Question about manifolds and coordinate transformations
(This answer assumes you know the differential geometry and just want to know how the physicist gets that expression.)
Let $V,W\subset\mathbb{R}^n$ and $\psi : V\to U$ and $\phi : W\to U'$ be charts for $U,U'\subset M$ on some manifold $M$. Then the "change of coordinates" on $U\cap U'$ is the transition function $$ \phi^{-1}\circ \psi : V\to W.$$ This function induces a natural map between tangent vectors, the pushforward $$ \mathrm{d}(\phi^{-1}\circ \psi) : TV\to TW,$$ which is the Jacobian of the transformation, i.e. at every point $x\in V$, we have $$ \mathrm{d}(\phi^{-1}\circ \psi)_x : T_xV\to T_xW, v\mapsto J(\phi^{-1}\circ\psi)(x)\cdot v.$$ Written in the standard coordinates of the $\mathbb{R}^n$ both $V$ and $W$ are subsets of, the Jacobian is precisely the matrix with components $\frac{\partial x'^a}{\partial x^b}$ you ask about, where $x' = \phi^{-1}\circ \psi$.

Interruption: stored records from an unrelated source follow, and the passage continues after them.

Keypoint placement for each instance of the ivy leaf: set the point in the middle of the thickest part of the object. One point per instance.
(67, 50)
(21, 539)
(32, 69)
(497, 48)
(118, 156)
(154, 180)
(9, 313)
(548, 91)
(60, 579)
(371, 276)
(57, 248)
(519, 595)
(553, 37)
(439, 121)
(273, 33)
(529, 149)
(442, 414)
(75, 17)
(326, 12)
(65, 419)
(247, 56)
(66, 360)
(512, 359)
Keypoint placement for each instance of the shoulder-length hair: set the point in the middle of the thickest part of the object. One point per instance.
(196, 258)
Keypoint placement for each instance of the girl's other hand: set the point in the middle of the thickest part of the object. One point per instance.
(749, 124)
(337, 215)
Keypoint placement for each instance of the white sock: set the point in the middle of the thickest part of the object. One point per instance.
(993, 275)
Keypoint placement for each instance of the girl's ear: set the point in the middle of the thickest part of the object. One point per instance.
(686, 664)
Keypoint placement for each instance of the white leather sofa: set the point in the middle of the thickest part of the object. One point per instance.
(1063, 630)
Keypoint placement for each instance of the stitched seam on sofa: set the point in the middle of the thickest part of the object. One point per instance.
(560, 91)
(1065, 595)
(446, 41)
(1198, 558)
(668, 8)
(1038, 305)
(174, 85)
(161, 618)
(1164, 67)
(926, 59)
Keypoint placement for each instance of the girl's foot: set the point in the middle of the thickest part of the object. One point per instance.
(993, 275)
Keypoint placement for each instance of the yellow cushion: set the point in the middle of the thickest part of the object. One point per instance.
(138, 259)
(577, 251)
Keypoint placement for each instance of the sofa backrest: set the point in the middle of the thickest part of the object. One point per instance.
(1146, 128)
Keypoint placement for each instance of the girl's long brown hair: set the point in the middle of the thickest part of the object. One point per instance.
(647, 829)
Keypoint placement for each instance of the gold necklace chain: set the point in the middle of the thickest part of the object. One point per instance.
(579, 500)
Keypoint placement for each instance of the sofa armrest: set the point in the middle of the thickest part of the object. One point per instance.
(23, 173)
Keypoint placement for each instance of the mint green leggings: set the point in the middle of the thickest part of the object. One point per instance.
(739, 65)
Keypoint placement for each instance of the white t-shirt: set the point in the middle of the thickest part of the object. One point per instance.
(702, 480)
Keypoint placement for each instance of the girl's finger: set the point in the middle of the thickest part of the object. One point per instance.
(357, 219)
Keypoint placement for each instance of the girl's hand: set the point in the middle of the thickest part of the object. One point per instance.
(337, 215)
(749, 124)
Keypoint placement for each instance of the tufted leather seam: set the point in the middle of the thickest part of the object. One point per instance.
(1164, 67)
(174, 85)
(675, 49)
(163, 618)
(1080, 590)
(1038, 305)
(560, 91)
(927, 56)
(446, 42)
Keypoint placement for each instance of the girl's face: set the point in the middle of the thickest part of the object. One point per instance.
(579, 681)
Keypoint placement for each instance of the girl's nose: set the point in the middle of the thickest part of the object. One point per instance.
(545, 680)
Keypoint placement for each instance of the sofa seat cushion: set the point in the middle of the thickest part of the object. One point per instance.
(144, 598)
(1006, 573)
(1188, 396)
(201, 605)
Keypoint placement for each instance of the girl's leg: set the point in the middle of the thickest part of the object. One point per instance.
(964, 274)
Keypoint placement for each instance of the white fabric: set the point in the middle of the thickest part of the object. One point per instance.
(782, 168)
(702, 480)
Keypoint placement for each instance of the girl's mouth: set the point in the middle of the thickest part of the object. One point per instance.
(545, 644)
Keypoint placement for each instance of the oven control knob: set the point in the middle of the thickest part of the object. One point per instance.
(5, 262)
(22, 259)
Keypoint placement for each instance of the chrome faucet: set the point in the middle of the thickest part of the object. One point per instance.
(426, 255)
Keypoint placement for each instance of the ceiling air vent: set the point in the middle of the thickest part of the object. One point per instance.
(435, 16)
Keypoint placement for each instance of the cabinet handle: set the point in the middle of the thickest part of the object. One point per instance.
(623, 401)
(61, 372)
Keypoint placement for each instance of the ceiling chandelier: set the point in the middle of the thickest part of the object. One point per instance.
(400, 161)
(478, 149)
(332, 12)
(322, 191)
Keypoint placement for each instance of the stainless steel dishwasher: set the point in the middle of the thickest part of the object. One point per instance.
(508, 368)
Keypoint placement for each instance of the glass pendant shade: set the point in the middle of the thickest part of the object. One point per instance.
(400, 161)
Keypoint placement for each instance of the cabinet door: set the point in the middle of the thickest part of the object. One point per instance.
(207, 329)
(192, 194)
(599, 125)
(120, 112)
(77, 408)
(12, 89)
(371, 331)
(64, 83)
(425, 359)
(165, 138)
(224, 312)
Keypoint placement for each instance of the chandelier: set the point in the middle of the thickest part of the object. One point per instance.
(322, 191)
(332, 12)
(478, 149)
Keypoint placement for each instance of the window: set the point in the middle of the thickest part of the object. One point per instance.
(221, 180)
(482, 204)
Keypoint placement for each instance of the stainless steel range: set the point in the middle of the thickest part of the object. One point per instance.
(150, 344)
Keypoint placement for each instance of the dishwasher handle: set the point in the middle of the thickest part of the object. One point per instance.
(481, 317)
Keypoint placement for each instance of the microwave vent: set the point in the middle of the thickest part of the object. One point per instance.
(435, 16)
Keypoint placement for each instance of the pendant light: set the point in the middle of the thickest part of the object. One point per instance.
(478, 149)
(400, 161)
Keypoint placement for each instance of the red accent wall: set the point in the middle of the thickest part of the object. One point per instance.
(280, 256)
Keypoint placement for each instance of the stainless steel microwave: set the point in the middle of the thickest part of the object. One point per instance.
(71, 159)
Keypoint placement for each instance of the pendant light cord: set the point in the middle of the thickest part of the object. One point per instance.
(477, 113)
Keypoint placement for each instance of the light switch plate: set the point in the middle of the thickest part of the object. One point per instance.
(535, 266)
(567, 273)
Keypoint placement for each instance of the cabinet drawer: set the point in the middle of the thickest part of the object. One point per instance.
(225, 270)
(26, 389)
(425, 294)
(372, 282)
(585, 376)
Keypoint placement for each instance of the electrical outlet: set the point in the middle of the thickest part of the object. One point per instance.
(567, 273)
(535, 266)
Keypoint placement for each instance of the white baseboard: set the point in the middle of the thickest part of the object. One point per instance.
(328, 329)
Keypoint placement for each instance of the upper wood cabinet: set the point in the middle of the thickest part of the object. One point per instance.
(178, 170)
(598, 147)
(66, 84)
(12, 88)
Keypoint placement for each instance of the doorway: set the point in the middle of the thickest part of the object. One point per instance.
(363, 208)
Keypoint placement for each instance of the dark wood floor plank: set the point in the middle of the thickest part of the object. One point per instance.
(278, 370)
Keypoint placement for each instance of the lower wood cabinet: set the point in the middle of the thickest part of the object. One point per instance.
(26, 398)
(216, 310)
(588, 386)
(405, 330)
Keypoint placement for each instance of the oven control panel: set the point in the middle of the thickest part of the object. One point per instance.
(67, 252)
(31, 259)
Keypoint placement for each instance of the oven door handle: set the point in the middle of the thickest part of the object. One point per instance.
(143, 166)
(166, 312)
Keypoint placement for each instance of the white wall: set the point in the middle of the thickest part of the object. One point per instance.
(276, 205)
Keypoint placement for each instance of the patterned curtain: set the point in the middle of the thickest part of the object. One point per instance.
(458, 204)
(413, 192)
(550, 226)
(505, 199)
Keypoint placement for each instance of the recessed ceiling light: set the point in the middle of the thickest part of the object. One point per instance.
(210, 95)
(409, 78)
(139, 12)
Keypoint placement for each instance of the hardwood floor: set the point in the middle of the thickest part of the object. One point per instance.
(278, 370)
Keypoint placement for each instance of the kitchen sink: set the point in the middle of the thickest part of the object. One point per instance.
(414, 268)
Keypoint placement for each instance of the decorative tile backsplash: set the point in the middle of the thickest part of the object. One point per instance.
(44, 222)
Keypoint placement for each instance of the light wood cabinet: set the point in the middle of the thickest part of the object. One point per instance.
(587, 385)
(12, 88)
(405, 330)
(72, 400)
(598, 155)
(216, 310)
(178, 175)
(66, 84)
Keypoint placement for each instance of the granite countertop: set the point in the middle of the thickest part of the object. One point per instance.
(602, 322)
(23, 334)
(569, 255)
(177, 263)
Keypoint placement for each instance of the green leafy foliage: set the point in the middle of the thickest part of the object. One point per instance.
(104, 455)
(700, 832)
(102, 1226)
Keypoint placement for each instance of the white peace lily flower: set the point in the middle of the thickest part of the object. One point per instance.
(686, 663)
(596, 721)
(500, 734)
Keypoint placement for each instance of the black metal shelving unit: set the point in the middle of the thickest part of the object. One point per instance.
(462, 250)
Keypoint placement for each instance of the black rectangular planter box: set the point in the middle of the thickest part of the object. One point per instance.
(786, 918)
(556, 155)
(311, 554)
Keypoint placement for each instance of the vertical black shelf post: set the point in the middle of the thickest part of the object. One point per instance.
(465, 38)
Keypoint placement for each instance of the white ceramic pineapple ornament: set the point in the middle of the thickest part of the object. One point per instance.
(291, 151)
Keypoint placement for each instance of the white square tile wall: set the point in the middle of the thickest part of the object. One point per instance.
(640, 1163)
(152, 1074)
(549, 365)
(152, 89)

We want the functions $\psi$ to be differentiable precisely because we want them to yield this map between tangent vectors. If the maps are not differentiable, there is no natural map induced on the tangent vectors.
Assume that $\varphi:U\rightarrow \mathbb{R}^n$ is a chart function. If $p\in M$ is a point, then we write $$ \varphi(p)=(x^1(p),...,x^n(p)), $$ so $\varphi$ as a local $\mathbb{R}^n$-valued function is equal to $n$ local $\mathbb{R}$-valued functions, which are the coordinate functions of the chart.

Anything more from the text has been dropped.